Zoek de Botsing: Positiemetingen in een Deeltjesversneller

Maarten
De Coen

Om de bouwstenen van de natuur, de elementaire deeltjes, te bestuderen, laten wetenschappers pakketjes deeltjes aan hoge energieën botsen. Om hieruit de juiste conclusies te trekken is het cruciaal de afmetingen van de pakketjes precies te kennen. Mijn werk concentreert zich op een onmisbaar ingrediënt om dit mogelijk te maken: precieze positiemetingen.

Botsend onderzoek

U heeft waarschijnlijk ooit wel eens met plechtige verwondering stilgestaan bij de overweldigende schoonheid van de natuur. Gaande van de grandioosheid van het heelal tot de gesofisticeerde werking van het menselijk lichaam, onze omgeving dwingt zonder uitzondering nederigheid af. Het is dan ook moeilijk te bevatten dat dat alles is opgebouwd uit onvoorstelbaar minuscule deeltjes. Bovendien bestaan er daarvan slechts een handvol verschillende soorten.

Geen wonder dat de wetenschap die deeltjes energiek heeft bestudeerd. De deeltjesversneller is een van de meest geliefde instrumenten in dit onderzoek. Dit apparaat versnelt deeltjes tot enorme snelheden om ze dan in botsingen uiteen te laten spatten.
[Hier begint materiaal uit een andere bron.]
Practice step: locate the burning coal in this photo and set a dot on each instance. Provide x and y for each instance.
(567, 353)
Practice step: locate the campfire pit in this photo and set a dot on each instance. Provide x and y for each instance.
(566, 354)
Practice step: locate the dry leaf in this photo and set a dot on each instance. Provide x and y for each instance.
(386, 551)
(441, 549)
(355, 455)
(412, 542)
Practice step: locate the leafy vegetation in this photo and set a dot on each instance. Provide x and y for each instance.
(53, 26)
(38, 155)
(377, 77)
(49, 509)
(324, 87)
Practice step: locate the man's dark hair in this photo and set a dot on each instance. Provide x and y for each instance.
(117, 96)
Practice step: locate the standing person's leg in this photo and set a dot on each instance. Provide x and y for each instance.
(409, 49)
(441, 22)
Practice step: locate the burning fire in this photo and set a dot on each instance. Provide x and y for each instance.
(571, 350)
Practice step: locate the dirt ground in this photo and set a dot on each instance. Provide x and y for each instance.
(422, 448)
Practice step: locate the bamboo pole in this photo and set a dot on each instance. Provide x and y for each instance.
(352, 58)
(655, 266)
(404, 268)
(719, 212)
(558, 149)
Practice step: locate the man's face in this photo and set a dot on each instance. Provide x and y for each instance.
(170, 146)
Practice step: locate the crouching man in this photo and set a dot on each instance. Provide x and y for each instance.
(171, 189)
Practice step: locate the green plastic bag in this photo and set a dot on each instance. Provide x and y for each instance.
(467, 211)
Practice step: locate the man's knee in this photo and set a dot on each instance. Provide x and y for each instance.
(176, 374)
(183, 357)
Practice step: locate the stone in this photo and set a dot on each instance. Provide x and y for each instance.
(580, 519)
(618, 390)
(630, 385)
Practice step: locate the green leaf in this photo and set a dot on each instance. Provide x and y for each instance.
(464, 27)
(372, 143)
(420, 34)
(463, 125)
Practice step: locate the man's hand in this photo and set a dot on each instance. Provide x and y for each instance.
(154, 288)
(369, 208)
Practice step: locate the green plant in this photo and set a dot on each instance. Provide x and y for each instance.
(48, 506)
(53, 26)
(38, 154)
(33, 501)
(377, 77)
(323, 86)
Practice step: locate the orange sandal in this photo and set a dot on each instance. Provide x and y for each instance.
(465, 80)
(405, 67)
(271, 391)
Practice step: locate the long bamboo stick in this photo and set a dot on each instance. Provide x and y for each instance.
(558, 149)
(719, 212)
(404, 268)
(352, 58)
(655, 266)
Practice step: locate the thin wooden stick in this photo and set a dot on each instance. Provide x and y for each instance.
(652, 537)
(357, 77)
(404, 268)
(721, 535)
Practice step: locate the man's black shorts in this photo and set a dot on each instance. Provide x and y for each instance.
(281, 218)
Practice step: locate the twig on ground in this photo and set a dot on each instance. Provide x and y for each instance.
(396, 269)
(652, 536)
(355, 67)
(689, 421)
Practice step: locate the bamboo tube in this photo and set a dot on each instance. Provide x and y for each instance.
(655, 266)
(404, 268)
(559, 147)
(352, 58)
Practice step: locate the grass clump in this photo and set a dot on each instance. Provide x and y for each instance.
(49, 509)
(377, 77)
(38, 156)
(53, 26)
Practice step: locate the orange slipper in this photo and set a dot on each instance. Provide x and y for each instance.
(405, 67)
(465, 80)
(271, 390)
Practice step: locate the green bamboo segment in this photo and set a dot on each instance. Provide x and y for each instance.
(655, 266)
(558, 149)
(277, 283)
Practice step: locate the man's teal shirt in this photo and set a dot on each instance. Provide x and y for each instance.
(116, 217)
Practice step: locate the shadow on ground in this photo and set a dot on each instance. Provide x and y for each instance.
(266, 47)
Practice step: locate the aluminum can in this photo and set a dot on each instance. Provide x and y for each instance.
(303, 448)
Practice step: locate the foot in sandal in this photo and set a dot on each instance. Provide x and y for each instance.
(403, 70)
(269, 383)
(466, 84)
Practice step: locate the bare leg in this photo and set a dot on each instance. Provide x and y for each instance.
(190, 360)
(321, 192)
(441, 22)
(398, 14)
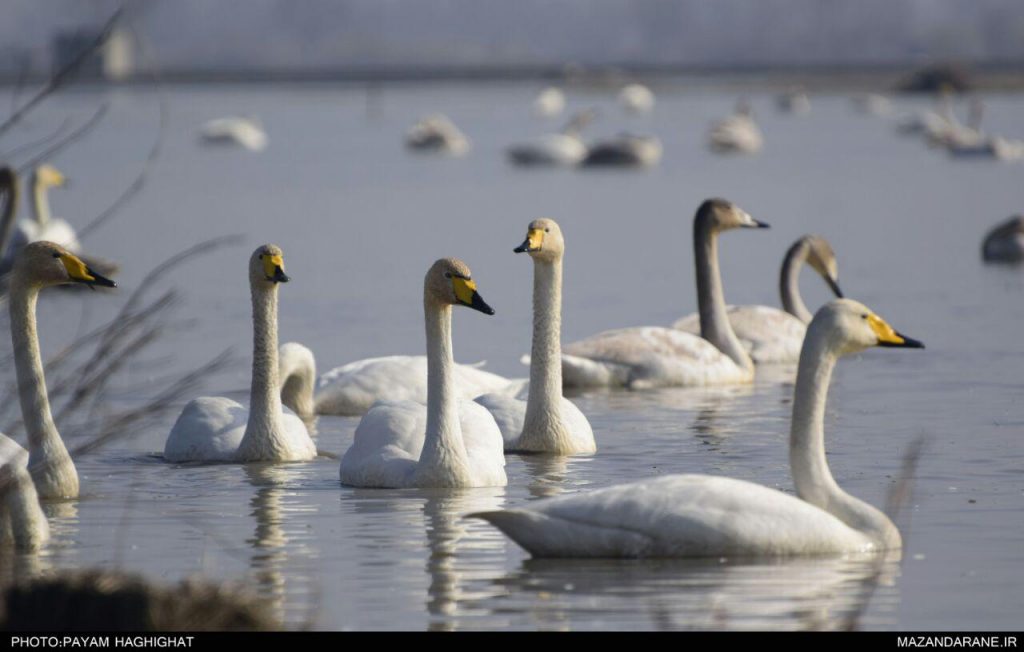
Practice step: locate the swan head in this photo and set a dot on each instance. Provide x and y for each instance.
(719, 215)
(544, 241)
(821, 258)
(450, 283)
(266, 266)
(49, 177)
(43, 264)
(850, 327)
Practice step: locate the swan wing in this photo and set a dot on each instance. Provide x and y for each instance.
(677, 516)
(209, 429)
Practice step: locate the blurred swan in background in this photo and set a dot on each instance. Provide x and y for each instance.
(247, 132)
(437, 133)
(449, 442)
(218, 429)
(770, 335)
(546, 422)
(549, 102)
(636, 98)
(1005, 244)
(737, 133)
(700, 515)
(654, 356)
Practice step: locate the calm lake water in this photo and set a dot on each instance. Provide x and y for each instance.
(359, 220)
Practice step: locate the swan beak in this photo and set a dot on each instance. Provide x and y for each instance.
(80, 272)
(889, 337)
(466, 294)
(534, 242)
(834, 286)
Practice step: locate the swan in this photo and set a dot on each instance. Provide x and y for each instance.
(700, 515)
(437, 133)
(636, 98)
(217, 429)
(770, 335)
(247, 132)
(564, 147)
(547, 422)
(1005, 244)
(625, 150)
(39, 265)
(446, 442)
(549, 102)
(653, 356)
(737, 133)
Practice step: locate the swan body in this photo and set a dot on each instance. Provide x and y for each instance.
(445, 443)
(636, 98)
(247, 132)
(546, 422)
(549, 102)
(39, 265)
(737, 133)
(653, 356)
(700, 516)
(23, 523)
(770, 335)
(437, 133)
(1006, 242)
(217, 429)
(625, 150)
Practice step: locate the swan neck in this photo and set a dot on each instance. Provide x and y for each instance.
(544, 400)
(715, 324)
(443, 450)
(790, 283)
(811, 476)
(48, 457)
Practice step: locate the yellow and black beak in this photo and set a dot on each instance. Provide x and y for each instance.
(273, 268)
(465, 292)
(78, 271)
(889, 337)
(534, 242)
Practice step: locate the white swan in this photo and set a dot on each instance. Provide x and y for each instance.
(247, 132)
(636, 98)
(562, 148)
(625, 150)
(700, 515)
(217, 429)
(1005, 244)
(446, 443)
(547, 422)
(770, 335)
(39, 265)
(737, 133)
(549, 102)
(437, 133)
(653, 356)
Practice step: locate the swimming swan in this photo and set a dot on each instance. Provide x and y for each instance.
(445, 443)
(547, 422)
(770, 335)
(1005, 244)
(39, 265)
(701, 515)
(654, 356)
(217, 429)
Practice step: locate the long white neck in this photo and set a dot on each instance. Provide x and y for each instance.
(544, 429)
(811, 476)
(40, 201)
(790, 283)
(715, 324)
(443, 461)
(49, 463)
(264, 438)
Het voornaamste voorbeeld is de Large Hadron Collider (Grote Hadronen Botser, kortweg LHC) die zich in de Zwitserse stad Genève bevindt. De LHC is een 27 km lange ring waarin een type deeltjes genaamd protonen in twee richtingen rondcirkelt. Op welbepaalde punten kruisen de twee protonenstromen elkaar en botsen frontaal.
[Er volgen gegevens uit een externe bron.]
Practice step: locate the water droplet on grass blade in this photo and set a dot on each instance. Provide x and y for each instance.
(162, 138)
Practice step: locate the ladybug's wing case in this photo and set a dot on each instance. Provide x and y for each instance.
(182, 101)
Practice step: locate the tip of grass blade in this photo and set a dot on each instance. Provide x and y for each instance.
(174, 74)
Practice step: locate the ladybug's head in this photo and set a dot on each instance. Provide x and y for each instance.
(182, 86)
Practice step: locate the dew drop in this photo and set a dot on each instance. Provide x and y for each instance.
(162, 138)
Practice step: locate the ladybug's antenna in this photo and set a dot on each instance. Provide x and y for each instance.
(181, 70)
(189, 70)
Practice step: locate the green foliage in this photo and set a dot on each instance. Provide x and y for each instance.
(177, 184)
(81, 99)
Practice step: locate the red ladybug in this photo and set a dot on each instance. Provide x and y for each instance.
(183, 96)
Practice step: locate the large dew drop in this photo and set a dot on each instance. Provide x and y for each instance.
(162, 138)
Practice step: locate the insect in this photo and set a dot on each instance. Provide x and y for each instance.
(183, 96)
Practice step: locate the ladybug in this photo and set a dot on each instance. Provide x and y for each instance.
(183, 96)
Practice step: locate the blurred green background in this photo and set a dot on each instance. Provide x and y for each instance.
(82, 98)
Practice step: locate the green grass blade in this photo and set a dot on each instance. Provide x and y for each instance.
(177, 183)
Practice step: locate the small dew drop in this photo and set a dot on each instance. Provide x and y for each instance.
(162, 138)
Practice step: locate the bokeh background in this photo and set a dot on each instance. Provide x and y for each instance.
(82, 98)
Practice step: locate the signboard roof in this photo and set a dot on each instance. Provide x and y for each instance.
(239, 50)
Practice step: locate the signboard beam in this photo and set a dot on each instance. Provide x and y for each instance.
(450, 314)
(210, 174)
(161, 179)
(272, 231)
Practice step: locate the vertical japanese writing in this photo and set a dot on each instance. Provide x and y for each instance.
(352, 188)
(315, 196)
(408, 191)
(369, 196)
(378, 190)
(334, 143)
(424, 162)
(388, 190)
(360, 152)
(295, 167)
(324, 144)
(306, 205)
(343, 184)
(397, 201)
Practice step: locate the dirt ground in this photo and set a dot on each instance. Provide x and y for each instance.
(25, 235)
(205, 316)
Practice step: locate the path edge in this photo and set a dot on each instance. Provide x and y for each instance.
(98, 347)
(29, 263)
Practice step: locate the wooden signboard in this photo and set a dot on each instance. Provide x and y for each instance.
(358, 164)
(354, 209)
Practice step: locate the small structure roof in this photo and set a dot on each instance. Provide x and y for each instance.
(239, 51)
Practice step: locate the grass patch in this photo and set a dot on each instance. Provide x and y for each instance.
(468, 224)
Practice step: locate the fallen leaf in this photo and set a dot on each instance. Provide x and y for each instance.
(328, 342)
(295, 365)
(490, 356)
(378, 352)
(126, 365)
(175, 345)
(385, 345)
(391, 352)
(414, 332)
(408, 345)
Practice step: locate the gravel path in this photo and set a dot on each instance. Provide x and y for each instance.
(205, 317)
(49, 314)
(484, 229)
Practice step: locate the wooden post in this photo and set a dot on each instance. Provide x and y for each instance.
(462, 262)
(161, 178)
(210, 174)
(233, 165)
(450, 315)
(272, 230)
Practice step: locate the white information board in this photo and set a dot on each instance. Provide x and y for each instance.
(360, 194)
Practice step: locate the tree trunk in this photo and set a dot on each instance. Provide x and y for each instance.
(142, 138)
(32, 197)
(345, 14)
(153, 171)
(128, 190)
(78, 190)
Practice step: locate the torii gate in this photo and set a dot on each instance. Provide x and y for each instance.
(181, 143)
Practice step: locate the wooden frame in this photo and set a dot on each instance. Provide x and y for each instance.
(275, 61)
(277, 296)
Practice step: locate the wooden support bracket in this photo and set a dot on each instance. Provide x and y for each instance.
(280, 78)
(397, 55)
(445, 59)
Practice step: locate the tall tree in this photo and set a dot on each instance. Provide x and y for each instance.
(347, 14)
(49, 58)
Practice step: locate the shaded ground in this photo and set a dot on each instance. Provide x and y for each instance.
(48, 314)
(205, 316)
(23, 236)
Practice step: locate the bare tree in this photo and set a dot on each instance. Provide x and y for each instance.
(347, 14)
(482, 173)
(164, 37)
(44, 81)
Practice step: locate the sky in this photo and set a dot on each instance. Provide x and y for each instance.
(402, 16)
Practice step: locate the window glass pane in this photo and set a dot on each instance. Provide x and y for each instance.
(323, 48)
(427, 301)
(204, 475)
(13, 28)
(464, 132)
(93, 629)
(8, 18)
Op die punten bouwen experimentatoren dan detectoren die gedetailleerd vastleggen welke ‘scherven’ uit de botsingen tevoorschijn komen. Het doel is te reconstrueren wat er gebeurd is tijdens de botsing. Dat kan men dan vergelijken met theoretische modellen die pogen te voorspellen welke botsingen mogelijk zijn. Maar vaak is het minder zwart wit. Meestal voorspellen twee verschillende modellen namelijk het bestaan van hetzelfde type botsing. Modellen voorspellen echter ook de kans op een gegeven botsing. Wat in het ene model zeldzaam is, kan volgens het andere model regelmatig optreden.
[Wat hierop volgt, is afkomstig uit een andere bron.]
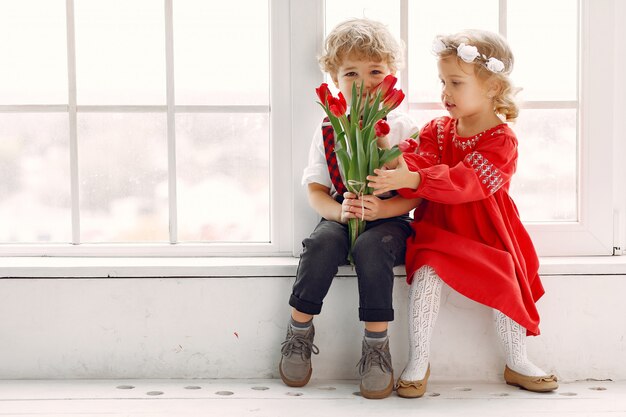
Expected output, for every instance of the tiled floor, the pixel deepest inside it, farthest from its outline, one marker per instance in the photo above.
(172, 398)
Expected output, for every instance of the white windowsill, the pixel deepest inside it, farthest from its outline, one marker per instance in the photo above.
(93, 267)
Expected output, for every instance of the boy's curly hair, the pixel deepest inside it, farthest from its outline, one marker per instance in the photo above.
(489, 45)
(362, 38)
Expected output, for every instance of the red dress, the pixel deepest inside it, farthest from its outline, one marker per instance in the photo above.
(468, 228)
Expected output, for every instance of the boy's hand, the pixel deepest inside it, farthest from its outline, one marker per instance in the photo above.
(368, 207)
(393, 179)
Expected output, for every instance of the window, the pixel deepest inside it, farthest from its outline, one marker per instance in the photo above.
(556, 128)
(144, 123)
(181, 127)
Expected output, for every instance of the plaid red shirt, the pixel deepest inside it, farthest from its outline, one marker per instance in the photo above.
(328, 134)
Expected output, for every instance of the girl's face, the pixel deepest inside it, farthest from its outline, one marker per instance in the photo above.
(355, 69)
(463, 94)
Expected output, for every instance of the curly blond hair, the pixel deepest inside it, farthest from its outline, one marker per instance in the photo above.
(363, 38)
(490, 45)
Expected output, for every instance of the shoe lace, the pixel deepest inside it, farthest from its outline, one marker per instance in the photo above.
(299, 344)
(375, 356)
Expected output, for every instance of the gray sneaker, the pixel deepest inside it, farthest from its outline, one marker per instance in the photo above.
(295, 363)
(376, 370)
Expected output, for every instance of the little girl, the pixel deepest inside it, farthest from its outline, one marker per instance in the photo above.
(468, 233)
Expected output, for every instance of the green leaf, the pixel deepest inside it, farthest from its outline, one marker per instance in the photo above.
(361, 158)
(389, 154)
(344, 161)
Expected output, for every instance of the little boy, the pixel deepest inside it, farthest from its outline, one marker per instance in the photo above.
(356, 51)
Schematische voorstelling van twee botsende pakketjes protonen.

Wat is de kans?

De experimentator moet dus ook de kans meten dat een bepaalde botsing optreedt. Dat is alsof je voor een onbekende dobbelsteen moet bepalen welke getallen erop staan met de bijbehorende kansen. Je kan dobbelen en tellen hoe vaak je een zes gooit. Vervolgens deel je het aantal zessen door het aantal worpen en zie daar: een schatting van de kans op een zes.

De LHC gooit natuurlijk geen dobbelstenen. In plaats daarvan botsen pakketjes protonen frontaal. De detector telt dan het aantal botsingen van het type X. Maar om de kans op X te bepalen, is ook een aantal ‘worpen’ nodig. De vraag is wat dit dan moet zijn. Bij het dobbelen is het aantal worpen ook het aantal opportuniteiten om een getal te werpen. Als beide pakketjes 10 protonen bevatten, dan zijn er in principe 100 opportuniteiten tot botsing. Maar niet elke opportuniteit weegt even zwaar. Stel namelijk dat de twee pakketjes ijl uitgespreid zijn. Dan zijn er minder opportuniteiten om te botsen dan voor sterk geconcentreerd pakketjes.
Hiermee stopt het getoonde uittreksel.